Sin entrar en el análisis de las particularidades de las dos guerras y guardando las diferencias de una y otra, en la forma de los mandos y el carácter del estratega militar, hay que subrayar la pobreza del ejército criollo, comparado con el español, que ya venía de confrontaciones en el continente africano.

Wellington se convirtió, pues, en legendario en Waterloo, Alejandro Magno lo hizo en Gaugamela (casa de los camellos), territorio ubicado en la Mesopotamia en el norte de Irak, mientras el general Luperón pasó su prueba de fuego en el “Sillón de la Viuda” y reiterado su valor, además, en Arroyo Bermejo y Sabana de Guabatico.

En sus “Apuntes Biográficos”, el soldado de Puerto Plata no se auto cubre de gloria al narrar los hechos en los que fue protagonista de primera fila, sino que resalta la valentía, entrega y sacrificio de sus compañeros de causa, desde los hombres con rango similar, hasta el simple soldado, como se observa en esta cita, extraída del tomo l de su obra:

“El coronel Benito Monción, envió una carta a Luperón, con el ciudadano Pedro Antonio Pimentel, pidiendo órdenes sobre lo que debía hacer con un cañón que tenía, y el resto de su columna. Luperón le escribió que se concentrara a Sabaneta; pero cuando el valiente Pimentel iba con la orden de Luperón, el general Hungría con su columna atacaba el puesto avanzado de San José, camino de Guayubín a Sabaneta, a donde llegaba Pimentel al mismo tiempo. En vista de esto, como valiente que era, se unió a los de Sabaneta, arrostrando grandísimos peligros”. Con esas palabras reconoce el general Luperón la gallardía de sus compañeros.

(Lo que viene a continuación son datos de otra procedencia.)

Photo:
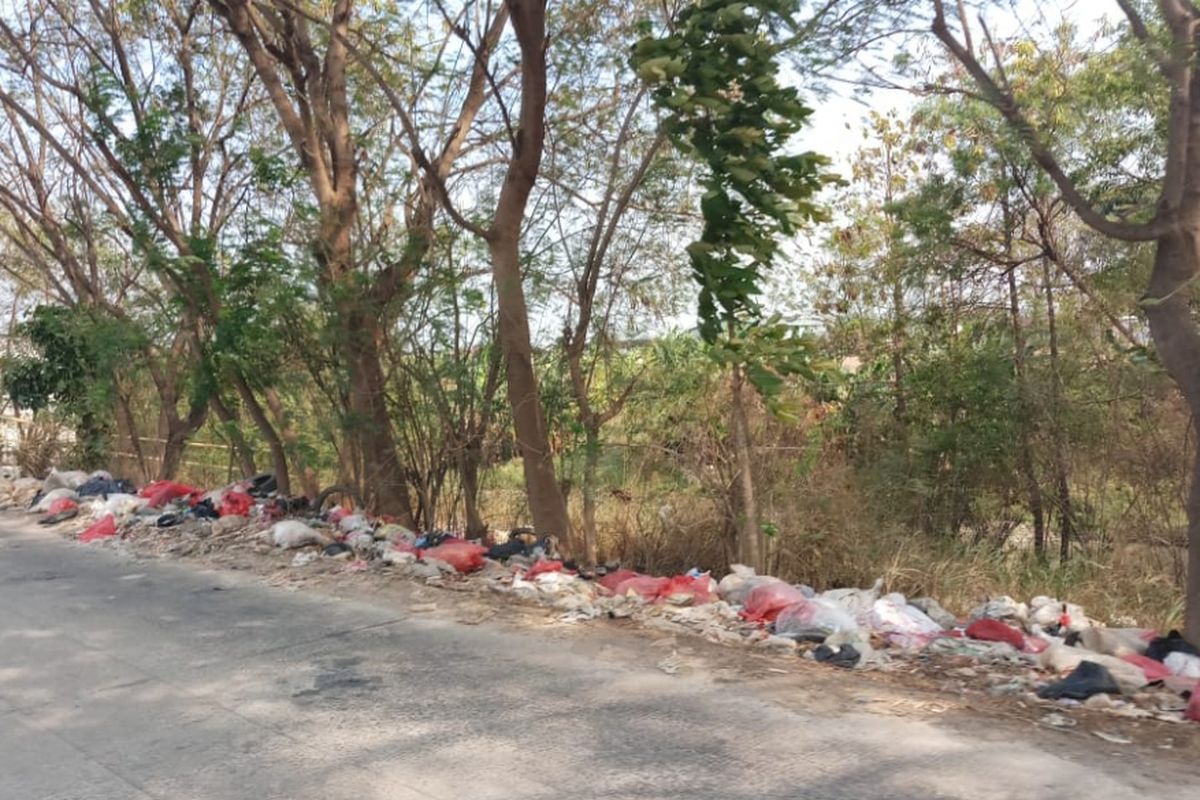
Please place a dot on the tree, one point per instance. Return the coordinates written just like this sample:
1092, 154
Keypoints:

Aborreció al político cuyo accionar solo tiene un sentido: el amor al mando. Sin embargo, por el vigor de su carácter reprochó la dejadez de algunos miembros de su partido, rasgo que lo define como responsable en el cumplimiento de sus deberes.

Luperón fue siempre el centinela presto a servir de estandarte a los nobles ideales, un guardián permanente, sin pausas ni dobleces, no llegó a conciliábulos, tácitos o sobreentendidos con colaboradores o aliados que pusieran en tela de juicio su honradez y verticalidad.